# Blue Crayfish



## JustinRice (Feb 24, 2005)

ok i hear alot of people saying that piranhas eat crayfish(Looks like a lobster), and its not much since to try to have them live in peace. I don't mind the p's eating the crayfish, But i wouldn't want him to hurt my rbp's. if anyone has any experiance with this i would greatly like to hear your stories!







thanks for your time!


----------



## hyphen (Apr 4, 2004)

do a search. there have been 2 billion and a half threads on this topic.


----------



## MR.FREEZ (Jan 26, 2004)

crawdads eat fish and if hes big enough hell try to eat your piranhas and could very

well injure them


----------



## Red Eyes (Nov 25, 2003)

This is what happened to a crawfish when I put him in with my rhom ...


----------



## JustinRice (Feb 24, 2005)

Very Good I will make sure i gets one that My P's Can do the damage rather then letting him eat my P's!

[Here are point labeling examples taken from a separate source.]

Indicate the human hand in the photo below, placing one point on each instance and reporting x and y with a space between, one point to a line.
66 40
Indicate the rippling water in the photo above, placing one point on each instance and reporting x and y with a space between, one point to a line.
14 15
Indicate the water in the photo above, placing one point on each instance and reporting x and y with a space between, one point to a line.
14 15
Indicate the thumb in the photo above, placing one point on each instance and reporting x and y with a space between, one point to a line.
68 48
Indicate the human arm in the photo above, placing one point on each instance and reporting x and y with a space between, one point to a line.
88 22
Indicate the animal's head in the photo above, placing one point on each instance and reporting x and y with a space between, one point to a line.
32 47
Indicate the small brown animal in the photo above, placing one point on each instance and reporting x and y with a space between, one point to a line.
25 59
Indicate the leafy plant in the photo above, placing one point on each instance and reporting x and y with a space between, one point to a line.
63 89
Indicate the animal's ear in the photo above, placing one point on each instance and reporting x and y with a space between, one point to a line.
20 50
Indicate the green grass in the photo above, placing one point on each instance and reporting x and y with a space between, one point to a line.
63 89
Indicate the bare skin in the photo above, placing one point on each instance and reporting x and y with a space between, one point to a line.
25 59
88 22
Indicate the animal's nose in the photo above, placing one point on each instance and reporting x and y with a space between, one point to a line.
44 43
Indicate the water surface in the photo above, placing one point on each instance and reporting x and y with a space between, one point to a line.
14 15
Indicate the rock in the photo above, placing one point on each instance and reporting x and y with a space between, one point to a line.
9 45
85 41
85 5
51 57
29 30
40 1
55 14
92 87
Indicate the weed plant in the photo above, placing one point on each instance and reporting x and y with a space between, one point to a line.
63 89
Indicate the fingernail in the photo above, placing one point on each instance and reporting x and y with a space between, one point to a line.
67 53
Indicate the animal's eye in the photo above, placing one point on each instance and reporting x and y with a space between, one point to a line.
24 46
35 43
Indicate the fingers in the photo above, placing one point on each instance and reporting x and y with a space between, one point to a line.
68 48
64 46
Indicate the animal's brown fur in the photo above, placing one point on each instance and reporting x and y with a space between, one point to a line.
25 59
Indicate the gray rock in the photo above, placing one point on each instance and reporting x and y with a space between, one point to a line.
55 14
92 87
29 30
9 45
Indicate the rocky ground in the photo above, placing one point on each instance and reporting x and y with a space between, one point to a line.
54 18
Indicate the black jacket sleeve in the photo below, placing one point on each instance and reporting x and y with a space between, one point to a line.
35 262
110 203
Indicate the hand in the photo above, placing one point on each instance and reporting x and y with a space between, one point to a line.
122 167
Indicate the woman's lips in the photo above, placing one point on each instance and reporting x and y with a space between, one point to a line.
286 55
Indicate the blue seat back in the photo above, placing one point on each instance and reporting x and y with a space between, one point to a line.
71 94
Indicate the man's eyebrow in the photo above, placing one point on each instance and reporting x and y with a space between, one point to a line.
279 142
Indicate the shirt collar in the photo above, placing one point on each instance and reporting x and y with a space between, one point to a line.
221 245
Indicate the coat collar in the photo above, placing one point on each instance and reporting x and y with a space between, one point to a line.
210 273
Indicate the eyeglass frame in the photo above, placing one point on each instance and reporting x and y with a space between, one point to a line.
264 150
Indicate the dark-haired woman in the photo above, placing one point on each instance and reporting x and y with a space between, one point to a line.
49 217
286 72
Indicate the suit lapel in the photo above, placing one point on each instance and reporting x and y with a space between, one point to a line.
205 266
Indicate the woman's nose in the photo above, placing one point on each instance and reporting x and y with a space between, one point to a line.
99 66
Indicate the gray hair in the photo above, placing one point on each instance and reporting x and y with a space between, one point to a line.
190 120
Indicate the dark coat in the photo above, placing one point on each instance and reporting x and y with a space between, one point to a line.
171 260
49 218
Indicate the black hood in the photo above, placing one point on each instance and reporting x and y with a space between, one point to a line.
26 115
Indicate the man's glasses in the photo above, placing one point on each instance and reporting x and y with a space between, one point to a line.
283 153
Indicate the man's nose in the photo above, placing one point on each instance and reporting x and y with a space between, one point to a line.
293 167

I bet i can hear him crunch outside the tank when the p's start eating him!







What about Snails would they be a good thing to have in a RBP tank?


----------



## Esoteric (Jul 7, 2004)

I added a regular cray to my (3) 6" Cariba and it was probly 3-4"... The first time I checked on the cray all I found is his head....

Def no chance but goodluck


----------